I am going through a nightmare, a story too long and complicated to explain, but suicide is on my mind every second of every single day!
I have planned out my suicide and arranged everything so Im ready to go on many occasions,(mainly drowning attempts). So this weekend just gone, I got drunk and had everything in place for another attempt. I was convinced I could do it.
My preference is drowning, but its not easy to find the correct place or scenario to carry that out. So I wanted to try full suspension hanging instead. I have tried "partial" a few times but SI kicks in massively and its too easy just to stand up or back out.
So I felt I wanted to give myself less chance, and found my spot at home where I could fully suspend myself, it was from the loft hatch which is high enough, with a pull up exercise bar taking my weight.
I stood on my chair ready to kick it away, and put my head in the slipknot noose. I tested a few times before fully committing, so I had confidence the ligature wouldn't snap.
After standing there for about 20/25 minutes and my brain trying desperately to talk myself out of it (SI again), I reached up and eased myself off the chair, and kicked it away.
The strain and sheer pain from the pressure is immense, its like every drop of blood in your body is filling your head……such a horrible feeling. I was reaching out to grab things in panic, as expected, but couldn't.
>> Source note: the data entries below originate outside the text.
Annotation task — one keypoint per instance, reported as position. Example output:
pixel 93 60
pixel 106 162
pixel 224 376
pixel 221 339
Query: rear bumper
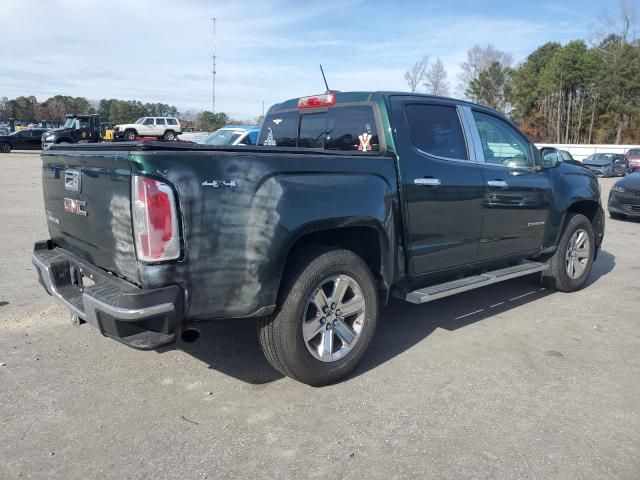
pixel 141 318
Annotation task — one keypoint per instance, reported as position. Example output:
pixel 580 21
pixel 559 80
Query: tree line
pixel 580 92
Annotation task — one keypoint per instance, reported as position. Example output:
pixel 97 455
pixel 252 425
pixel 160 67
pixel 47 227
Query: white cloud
pixel 266 50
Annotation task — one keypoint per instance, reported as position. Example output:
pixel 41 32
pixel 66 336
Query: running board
pixel 442 290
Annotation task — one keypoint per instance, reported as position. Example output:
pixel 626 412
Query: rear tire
pixel 309 338
pixel 571 264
I was probably swinging around for 30/40 seconds, felt hazy and in pain, but I just couldn't pass out. And the pain was so overwhelming I managed to reach the pull up bar and lift myself high enough for my head to pop out of the noose. I dropped to the floor hurting my ankle and just lay there gasping for air and crying like a failure.
I feel if I had passed out, then I wouldn't be typing this now. So why when I watch hanging videos do they achieve unconsciousness so easily? I felt the noose was positioned correctly, under my jaw and above my adams apple. So why didn't I lose consciousness after 12 seconds like everyone states?
I feel the set up was correct, the 10mm rope was the recommended one, the height was right……..so why did I fail? Why is it just so damn hard to just end it? I feel distraught today because its yet another attempt that failed.
I will try again, but I don't live alone and the timing has to be perfect.
Has anyone else tried full suspension? Any tips at where I may of gone wrong?
I understand its all about the pressure on the carotid artery but it certainly felt my whole weight was applied to it.
My throat hurts today, when I swallow. Not been able to eat much. Neck feels strained as well which is to be expected.